For some introverts, music festivals could be waking nightmares. However, there are many that find the anonymity relaxing. Regardless of which kind of introvert you are, music festivals, in all their wonderful glory, do come with many little quirks that may seriously antagonize the introvert within you. The Sherp feels your pain, and is here to voice your annoyances. Here are some of the worst things introverts have to face at music festivals.
1. Waiting in line.
Whether you’re waiting for your festival band, at security or simply at the bar for a drink, waiting in line means standing close to strangers in a stuffy place that will commit the worst social crime possible in the introvert’s bible – small-talk. When faced with several dozens of waiting individuals, small-talk is prerequisite. Unfortunately.
2. Human interaction in general.
You’re tired of repeating that you’re not sad, depressed, melancholy, or anything else people think you are. You’re okay! And you just want to be left alone! Why is that so hard to understand?
3. Buying things.
One of the worst experiences for someone who doesn’t enjoy social interactions is having to scream your request to the food vendor/bartender or whatever else you’re trying to purchase at a festival. As if these situations weren’t awkward enough, already.
4. People who don’t respect your space.
Music festivals are probably the most crowded events on earth, garnering thousands of people to one venue. Sweaty, intoxicated people all up in your face, breathing down your neck and jostling you around is easily an introvert’s worst nightmare. Nothing gives you shivers down your spine like a couple grinding two inches from your face.

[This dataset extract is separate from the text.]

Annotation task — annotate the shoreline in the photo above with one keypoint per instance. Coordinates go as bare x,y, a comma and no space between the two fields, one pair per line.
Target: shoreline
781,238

5. People who don’t respect the headphones.
Headphones are your beard so people automatically assume you do not wish to be bothered. Alas, people are slow learners. You’re wearing headphones to a live music event, SO WHAT?
6. People in general.
You’re starting to think that an apocalypse that wipes out the entire population may not be such a bad idea.
7. No space free of chaos.
8. Strangers asking for smokes.
After all the effort you put into looking unapproachable. Plebeians everywhere.
9. Being approached by the opposite sex.
When an interested party from the opposite sex approaches you, most of the time you’re too surprised and flattered to voice a coherent response, and other times you’re simply exasperated. All you want to do is enjoy an evening of good music and solitary freedom. So, thanks, but no thanks. Until…
10. You see someone you would “ideally” approach.
Except you’ve made up your mind about the fact that you hate human interaction and this makes you socially inept. Spotting someone fine is the worst kind of agony for an introvert as your insides are torn between the urge to hide and the urge to declare your eternal love to this human being. Tough luck, mate.